IL PSG SFIORA LA QUALIFICAZIONE FINO AL 60’, POI ENTRA MESSI E IL BARCA PAREGGIA – Il Barcellona passa il turno ma rischia molto contro un ottimo Paris Saint Germain. Al Camp Nou i francesi meriterebbero la semifinale ma l’1 a 1 non basta. Ancelotti si presenta alla corte dei balugrana con uno spregiudicato 4-2-4 con Pastore, Lucas, Ibra e Lavezzi a cercare di scardinare la difesa del Barca.Sull’altra sponda Messi non è in perfette condizioni e si accomoda in panchina al fianco di Sanchez, in avanti giocano Pedro, Villa e Fabregas.Con il pallone d’oro in panchina i catalani tornano a essere una squadra quasi umana e si rendono pericolosi solo con la punizione di Xavi.Con il passare dei minuti il Psg inizia a prendere le misure e a pungere con Lavezzi e Lucas, sui quali è provvidenziale Valdes.
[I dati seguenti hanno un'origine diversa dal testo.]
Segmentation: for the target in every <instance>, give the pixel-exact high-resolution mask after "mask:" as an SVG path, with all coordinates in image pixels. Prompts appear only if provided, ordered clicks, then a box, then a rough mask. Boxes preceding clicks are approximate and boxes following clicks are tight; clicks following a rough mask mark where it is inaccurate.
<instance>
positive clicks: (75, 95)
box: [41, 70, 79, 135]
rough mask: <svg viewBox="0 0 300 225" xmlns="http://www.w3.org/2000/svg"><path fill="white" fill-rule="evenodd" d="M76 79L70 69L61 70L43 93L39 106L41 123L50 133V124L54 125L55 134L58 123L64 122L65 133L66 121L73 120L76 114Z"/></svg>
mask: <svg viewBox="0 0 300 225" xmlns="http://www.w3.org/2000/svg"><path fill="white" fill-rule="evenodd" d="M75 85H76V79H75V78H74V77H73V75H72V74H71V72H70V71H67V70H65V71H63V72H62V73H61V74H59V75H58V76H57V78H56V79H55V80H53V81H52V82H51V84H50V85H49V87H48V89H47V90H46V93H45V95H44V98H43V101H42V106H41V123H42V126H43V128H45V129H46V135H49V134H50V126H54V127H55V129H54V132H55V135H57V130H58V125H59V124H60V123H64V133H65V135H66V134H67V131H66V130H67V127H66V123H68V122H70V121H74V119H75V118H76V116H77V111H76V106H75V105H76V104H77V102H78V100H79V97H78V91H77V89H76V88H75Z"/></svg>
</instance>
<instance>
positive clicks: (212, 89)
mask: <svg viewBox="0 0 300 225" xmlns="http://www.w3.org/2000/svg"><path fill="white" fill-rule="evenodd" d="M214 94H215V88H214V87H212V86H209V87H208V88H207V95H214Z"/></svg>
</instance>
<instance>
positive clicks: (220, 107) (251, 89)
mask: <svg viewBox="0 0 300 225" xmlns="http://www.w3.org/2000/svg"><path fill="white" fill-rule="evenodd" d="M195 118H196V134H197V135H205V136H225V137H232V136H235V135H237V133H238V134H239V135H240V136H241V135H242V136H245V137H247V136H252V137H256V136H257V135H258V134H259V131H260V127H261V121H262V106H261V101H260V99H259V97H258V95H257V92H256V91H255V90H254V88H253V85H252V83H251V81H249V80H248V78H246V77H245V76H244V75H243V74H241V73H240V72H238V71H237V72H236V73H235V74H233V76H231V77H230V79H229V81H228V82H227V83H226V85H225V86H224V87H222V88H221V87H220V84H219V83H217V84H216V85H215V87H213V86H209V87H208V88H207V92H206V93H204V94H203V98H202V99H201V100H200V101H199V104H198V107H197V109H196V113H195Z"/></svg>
La ripresa inizia così com’era finito il primo tempo, con i parigini a spingere alla ricerca del gol qualificazione, che arriva dopo appena sei minuti con Pastore, ben imbeccato da Ibrahimovic. Il Psg segna e Messi si alza dalla panchina. L’ingresso della pulce, neanche a dirlo,dà la sterzata decisiva alla gara dei blaugrana che trovano la rete del pari con Pedro.È proprio dai piedi dell’argentino che parte l’azione del gol, con il passaggio dentro per Villa che pesca a rimorchio Pedro che dal limite dell’area batte Sirigu con un sinistro imparabile. Gli spagnoli addormentano la gara con il solito possesso palla che non lascia possibilità di gioco ai francesi che provano a ripartire ma non riescono più a rendersi pericolosi. Per il Barcellona arriva dunque la sesta semifinale consecutiva, mai nessuno ha fatto così bene, ma la strada verso Wembley sembra più tortuosa del solito. Dall’altro lato chapeau per Monsieur Ancelotti e i suoi ragazzi che hanno giocato a viso aperto e ad armi pari contro una delle squadre più forti della storia.